Quoi ! plus une rose à son front rêveur !
Qu’est-ce donc qu’elle a ? Je crois qu’elle a peur.
Elle était hier au banc de l’enfance
Avec ses fuseaux pour toute défense ;
Mais le soir l’enfant ne les avait pas
Quand quelqu’un dans l’ombre a suivi ses pas.
Personne aujourd’hui ne la voit plus rire.
En si peu d’instants qu’a-t-on pu lui dire ?
Ah ! pour qu’elle file en versant des pleurs,
Il faut que dans l’ombre on ait pris ses fleurs !

La fileuse verse des larmes au début du poème, elle pleure à la fin… Que s’est-il passé ?
Elle pleure, donc. Les « l » de l’allitération (« lin », incline », « file, « oublié »…) coulent comme ses larmes. Elle baisse la tête, elle ne tient plus son fil, s’abandonne, elle essaie de chanter mais sa voix tremble.

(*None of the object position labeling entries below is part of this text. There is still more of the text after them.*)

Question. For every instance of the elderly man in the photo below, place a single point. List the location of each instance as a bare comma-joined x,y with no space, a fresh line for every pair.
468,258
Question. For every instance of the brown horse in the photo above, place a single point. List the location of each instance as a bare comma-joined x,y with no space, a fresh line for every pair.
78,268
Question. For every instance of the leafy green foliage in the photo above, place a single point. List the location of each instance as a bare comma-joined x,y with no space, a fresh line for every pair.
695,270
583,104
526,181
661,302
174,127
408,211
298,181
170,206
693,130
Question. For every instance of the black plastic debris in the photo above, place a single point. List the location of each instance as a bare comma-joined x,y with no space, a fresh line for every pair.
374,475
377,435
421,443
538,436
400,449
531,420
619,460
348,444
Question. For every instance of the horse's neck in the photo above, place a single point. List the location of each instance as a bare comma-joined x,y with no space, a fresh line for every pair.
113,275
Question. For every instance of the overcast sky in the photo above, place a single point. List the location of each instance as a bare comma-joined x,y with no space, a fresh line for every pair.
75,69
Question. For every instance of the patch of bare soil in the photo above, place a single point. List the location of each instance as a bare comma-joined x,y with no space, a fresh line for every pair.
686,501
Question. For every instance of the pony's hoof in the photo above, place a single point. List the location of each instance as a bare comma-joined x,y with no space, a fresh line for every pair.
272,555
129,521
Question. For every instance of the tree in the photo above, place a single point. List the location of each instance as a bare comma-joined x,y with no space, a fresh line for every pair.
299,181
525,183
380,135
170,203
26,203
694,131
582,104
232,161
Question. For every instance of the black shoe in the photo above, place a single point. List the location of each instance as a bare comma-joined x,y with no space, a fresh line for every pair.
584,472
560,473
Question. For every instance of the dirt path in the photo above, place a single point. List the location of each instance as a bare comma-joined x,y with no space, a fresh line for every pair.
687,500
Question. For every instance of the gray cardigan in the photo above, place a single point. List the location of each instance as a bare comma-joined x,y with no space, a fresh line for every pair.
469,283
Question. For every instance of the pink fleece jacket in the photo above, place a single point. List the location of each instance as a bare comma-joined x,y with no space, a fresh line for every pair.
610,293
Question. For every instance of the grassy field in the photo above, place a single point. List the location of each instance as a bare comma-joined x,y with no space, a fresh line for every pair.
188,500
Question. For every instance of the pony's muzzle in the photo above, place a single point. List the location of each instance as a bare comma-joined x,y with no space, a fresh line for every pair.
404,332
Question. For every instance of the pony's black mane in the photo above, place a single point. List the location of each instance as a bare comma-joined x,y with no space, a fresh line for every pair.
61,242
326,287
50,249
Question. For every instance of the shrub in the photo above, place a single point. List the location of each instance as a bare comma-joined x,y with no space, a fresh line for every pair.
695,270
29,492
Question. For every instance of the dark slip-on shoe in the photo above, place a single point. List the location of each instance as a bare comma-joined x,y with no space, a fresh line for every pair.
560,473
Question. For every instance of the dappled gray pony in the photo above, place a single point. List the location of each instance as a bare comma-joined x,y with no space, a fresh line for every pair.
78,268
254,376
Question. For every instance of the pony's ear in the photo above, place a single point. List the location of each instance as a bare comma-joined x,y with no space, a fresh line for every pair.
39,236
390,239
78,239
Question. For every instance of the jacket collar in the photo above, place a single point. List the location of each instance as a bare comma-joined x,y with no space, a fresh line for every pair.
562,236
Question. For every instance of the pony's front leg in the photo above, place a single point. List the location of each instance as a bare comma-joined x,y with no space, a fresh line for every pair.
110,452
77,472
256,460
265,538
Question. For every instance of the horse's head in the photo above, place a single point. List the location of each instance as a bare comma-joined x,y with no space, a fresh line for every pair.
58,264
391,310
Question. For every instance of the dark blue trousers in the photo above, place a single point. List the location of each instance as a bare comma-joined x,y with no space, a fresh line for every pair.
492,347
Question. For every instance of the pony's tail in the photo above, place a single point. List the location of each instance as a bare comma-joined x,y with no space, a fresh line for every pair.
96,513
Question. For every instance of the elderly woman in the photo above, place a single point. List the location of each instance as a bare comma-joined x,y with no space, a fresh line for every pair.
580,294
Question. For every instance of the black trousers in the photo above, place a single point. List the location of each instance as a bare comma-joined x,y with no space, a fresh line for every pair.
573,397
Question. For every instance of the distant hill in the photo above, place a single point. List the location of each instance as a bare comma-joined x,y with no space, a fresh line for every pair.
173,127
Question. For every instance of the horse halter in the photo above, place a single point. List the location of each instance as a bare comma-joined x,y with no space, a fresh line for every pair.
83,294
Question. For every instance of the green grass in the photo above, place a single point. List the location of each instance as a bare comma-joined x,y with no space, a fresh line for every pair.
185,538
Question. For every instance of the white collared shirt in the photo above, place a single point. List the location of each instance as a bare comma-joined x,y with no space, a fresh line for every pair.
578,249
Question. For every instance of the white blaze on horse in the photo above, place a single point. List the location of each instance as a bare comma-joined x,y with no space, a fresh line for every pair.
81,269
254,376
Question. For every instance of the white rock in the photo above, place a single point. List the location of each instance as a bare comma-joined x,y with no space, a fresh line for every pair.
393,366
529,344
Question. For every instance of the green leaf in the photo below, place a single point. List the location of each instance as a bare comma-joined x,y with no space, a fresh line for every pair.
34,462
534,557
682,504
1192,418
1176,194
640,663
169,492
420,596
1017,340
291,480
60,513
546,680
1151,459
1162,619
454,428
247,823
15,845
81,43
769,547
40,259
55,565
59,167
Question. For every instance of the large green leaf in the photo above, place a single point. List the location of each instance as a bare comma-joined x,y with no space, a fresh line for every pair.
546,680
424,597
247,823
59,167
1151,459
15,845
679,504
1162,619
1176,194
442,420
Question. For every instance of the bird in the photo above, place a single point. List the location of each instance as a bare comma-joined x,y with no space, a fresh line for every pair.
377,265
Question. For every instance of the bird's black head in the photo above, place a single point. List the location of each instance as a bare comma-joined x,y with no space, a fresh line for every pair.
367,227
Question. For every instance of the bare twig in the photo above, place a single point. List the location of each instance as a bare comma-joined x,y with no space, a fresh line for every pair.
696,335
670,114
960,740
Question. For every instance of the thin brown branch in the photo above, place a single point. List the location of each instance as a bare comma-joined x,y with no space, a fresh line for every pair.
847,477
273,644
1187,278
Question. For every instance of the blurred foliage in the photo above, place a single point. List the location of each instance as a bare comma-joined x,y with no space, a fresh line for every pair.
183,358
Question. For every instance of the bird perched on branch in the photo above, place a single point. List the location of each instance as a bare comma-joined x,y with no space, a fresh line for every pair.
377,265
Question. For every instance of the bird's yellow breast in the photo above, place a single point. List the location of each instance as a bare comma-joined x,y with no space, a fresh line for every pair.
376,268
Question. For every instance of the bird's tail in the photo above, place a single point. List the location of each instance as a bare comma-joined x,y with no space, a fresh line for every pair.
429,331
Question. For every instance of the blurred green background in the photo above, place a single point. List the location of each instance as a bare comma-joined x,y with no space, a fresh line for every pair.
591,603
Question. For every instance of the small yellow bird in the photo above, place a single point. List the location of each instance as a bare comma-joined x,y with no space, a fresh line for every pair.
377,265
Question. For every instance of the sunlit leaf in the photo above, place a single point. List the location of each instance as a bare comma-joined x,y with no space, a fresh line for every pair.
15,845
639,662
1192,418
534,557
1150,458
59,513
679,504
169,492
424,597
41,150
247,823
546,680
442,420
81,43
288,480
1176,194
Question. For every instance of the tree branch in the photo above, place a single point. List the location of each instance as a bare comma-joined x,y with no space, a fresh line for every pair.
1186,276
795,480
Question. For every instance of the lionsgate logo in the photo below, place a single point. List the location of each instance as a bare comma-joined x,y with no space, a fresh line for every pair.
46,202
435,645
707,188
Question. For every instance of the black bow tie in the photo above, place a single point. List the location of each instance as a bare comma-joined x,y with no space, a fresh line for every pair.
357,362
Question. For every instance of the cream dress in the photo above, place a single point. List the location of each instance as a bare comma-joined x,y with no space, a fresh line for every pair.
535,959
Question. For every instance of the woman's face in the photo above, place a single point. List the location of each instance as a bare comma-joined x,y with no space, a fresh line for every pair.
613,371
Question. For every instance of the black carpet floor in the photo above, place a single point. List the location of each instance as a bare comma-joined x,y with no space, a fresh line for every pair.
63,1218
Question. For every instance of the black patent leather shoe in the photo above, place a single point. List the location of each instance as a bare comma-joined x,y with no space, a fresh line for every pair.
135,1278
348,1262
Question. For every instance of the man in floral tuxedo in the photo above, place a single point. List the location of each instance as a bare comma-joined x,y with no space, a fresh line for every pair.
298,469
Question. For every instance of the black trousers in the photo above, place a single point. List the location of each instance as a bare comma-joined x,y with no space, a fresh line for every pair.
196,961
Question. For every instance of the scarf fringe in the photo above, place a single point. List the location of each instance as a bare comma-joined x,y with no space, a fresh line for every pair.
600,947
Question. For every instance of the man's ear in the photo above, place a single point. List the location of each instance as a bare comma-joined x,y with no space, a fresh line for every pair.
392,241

Enfant, dans sa Picardie natale, Marceline Desbordes-Valmore fut certainement fileuse. Elle connaît ce travail, comme elle connaît la dureté de la vie des petites jeunes filles qui ne vont pas souvent à l’école.
Elle connaît leur fragilité, sur laquelle elle insiste dans le poème : « chants d’oiseau », « tremblent », « elle a peur », « ses fuseaux pour toute défense », les larmes, les pleurs…)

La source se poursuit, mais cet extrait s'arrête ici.